We are creatures who need routine. We crave normalcy. I suppose we inherit this from the constancy of our Maker and the rhythm of the cosmos He spoke into being. The sun, moon, stars, and planets keep hurtling through space right on schedule in their perfect dance. Gravity seems to be sticking around. The seasons have been doing their thing for quite a long time.
And yet, the world is broken by sin. All of creation is holding its breath, waiting for change.
We need routine and we need change. This is quite the quandary, particularly for us (the Church) who are commissioned to be the agents of change in the world.
On the first day of its existence, the Church grew from 120 people to 3000 (Acts 1:15, 2:41). People with baggage, with brokenness, brought into a community challenged by racial and cultural tension. It was messy. Difficult. Glorious.
When churches fulfill the mission given by Christ in Matthew 28:19-20, they grow. When disciples make disciple-making disciples, the Gospel collides with culture and knocks its axis off kilter, and churches grow. That growth means change.
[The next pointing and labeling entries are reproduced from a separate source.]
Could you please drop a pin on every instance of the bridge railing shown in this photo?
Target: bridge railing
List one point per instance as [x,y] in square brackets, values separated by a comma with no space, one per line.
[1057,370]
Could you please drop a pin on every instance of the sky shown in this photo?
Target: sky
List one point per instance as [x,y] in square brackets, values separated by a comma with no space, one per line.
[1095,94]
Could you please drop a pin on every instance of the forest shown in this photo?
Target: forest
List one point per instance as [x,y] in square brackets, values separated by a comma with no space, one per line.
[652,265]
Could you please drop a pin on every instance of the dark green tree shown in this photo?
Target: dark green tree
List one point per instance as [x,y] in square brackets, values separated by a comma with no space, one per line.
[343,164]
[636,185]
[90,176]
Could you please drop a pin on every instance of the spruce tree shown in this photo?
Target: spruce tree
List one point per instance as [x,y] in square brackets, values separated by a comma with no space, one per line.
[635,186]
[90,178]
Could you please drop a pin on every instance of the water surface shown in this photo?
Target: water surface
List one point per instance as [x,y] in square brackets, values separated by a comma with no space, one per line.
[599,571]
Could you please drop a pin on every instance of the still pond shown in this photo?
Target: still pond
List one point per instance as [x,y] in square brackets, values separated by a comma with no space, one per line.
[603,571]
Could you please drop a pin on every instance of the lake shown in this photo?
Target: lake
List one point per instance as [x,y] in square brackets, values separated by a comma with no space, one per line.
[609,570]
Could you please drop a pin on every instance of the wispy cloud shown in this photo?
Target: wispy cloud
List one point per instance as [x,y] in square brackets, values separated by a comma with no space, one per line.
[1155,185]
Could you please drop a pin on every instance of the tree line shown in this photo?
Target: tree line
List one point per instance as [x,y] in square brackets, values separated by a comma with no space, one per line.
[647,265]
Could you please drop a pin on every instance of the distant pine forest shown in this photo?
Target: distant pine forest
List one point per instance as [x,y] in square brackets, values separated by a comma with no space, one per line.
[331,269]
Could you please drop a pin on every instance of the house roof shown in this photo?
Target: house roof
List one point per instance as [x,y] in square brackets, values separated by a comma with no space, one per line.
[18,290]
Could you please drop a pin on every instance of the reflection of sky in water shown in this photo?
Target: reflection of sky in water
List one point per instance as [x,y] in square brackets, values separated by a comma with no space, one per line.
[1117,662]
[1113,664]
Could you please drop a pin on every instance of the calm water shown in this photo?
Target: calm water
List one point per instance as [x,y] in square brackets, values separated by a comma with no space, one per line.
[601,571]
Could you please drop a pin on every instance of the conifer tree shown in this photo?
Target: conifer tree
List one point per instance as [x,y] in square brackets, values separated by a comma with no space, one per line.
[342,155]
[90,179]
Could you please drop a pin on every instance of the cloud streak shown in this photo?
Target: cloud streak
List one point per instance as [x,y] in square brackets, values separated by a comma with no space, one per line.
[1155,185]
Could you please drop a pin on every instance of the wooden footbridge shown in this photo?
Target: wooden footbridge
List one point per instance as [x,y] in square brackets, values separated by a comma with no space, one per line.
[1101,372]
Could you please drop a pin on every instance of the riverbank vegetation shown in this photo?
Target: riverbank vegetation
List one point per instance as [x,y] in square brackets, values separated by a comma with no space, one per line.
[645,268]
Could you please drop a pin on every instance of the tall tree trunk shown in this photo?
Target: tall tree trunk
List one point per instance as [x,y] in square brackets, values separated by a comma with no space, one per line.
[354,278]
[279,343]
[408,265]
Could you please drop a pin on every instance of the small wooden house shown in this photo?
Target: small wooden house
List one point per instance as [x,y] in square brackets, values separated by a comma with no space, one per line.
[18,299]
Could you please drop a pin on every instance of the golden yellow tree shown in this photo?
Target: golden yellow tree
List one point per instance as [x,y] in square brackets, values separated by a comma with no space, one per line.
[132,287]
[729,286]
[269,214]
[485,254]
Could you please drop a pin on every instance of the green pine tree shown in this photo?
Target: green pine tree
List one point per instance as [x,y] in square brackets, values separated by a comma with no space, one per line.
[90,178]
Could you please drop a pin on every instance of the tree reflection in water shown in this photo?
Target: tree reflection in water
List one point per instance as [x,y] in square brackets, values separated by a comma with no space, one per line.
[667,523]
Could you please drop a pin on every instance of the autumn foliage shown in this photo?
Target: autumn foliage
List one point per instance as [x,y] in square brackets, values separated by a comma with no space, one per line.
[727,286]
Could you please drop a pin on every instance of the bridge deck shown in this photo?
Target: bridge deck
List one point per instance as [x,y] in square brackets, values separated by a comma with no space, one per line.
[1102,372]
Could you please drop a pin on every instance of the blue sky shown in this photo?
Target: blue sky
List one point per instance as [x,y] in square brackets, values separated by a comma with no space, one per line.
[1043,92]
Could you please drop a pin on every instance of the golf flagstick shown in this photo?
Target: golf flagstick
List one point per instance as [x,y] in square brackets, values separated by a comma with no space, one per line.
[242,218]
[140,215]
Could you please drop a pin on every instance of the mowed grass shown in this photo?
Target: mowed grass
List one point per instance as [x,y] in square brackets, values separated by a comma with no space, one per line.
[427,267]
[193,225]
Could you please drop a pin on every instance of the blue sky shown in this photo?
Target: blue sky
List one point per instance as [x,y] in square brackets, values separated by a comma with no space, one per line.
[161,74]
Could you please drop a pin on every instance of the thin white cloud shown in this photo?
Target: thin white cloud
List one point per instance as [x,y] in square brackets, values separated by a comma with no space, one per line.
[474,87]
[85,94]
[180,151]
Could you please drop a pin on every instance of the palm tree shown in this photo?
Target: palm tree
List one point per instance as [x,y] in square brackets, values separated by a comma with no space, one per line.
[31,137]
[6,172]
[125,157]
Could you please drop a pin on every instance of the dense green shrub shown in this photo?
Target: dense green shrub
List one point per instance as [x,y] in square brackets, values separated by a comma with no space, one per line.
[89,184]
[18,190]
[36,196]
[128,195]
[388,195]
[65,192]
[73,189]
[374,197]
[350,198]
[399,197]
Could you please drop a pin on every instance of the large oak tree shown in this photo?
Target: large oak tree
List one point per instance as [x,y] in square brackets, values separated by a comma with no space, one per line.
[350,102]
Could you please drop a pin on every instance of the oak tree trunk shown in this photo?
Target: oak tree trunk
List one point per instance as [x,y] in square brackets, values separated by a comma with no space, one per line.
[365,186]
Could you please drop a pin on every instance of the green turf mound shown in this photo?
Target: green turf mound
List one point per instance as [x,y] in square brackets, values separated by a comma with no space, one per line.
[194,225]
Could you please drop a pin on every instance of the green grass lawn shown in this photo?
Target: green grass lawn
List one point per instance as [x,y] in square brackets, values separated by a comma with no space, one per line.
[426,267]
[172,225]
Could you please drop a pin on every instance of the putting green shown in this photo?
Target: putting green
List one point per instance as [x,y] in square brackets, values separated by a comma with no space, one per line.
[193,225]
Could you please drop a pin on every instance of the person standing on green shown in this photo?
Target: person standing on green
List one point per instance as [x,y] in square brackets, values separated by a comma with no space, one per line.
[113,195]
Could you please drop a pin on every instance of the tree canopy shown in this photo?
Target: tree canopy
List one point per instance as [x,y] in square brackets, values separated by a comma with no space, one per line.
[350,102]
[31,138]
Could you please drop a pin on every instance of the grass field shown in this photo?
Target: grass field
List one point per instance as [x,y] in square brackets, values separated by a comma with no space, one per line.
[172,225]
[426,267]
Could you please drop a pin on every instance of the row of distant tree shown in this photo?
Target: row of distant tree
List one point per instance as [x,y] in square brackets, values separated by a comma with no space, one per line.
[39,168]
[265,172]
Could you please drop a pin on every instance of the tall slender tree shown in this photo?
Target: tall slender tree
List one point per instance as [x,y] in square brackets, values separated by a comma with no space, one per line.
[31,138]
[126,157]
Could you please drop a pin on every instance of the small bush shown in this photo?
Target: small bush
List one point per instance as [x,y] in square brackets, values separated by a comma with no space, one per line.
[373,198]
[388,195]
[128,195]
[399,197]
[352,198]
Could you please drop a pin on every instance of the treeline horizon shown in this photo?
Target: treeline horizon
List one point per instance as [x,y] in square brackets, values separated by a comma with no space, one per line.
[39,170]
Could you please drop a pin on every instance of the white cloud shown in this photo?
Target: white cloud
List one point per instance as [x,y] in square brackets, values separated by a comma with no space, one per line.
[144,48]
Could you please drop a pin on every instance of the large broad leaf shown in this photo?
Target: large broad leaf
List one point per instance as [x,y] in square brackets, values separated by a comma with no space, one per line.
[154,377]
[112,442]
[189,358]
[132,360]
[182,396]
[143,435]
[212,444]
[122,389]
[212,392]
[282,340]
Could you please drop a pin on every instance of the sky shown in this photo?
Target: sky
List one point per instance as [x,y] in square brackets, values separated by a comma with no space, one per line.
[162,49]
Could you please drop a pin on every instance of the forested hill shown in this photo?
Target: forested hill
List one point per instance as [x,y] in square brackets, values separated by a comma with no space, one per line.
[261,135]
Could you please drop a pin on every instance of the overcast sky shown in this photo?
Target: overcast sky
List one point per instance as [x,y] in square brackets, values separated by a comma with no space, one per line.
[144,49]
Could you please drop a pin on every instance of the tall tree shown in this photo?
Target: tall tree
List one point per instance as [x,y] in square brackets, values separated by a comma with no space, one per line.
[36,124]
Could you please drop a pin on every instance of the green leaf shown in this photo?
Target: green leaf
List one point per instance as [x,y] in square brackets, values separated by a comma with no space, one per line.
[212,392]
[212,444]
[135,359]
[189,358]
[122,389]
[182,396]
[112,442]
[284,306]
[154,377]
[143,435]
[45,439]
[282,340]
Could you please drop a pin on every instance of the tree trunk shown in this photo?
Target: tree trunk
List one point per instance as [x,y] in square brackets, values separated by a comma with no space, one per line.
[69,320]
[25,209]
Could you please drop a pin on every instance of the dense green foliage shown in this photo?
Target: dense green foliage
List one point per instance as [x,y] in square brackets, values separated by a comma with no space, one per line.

Jesus said, "Come to me, all you who are weary and burdened, and I will give you rest" (Matthew 11:28). Our churches should be willing to make room for everyone in our communities who are weary and burdened. If everyone comes (that's the goal!), things change. And we have to decide between our longing for stability and our mission to grow.
At The Bridge, we have experienced significant growth over the past few years. In 2011, we were two churches of about 300 people. Now, we are closer to 1000 most Sundays. That isn't Acts 2 growth, but it's growth. And more importantly, it is growth that necessitates a change in systems and communication.
There is an article by Tim Keller called "Leadership and Church Size Dynamics" that has been a significant help to leaders at The Bridge over the past few years. We recommend it to anyone who has experienced a transition in church size or leadership culture (The link is available below.) It has helped us understanding the transition we've experienced, and why certain things have been more challenging than we expected.
Because our identity as Christ followers is rooted in a God who is constant, there is much that cannot change. But because He has called the Church to be a city on a hill, may we reflect the creativity of God in how we communicate His wonders to the world.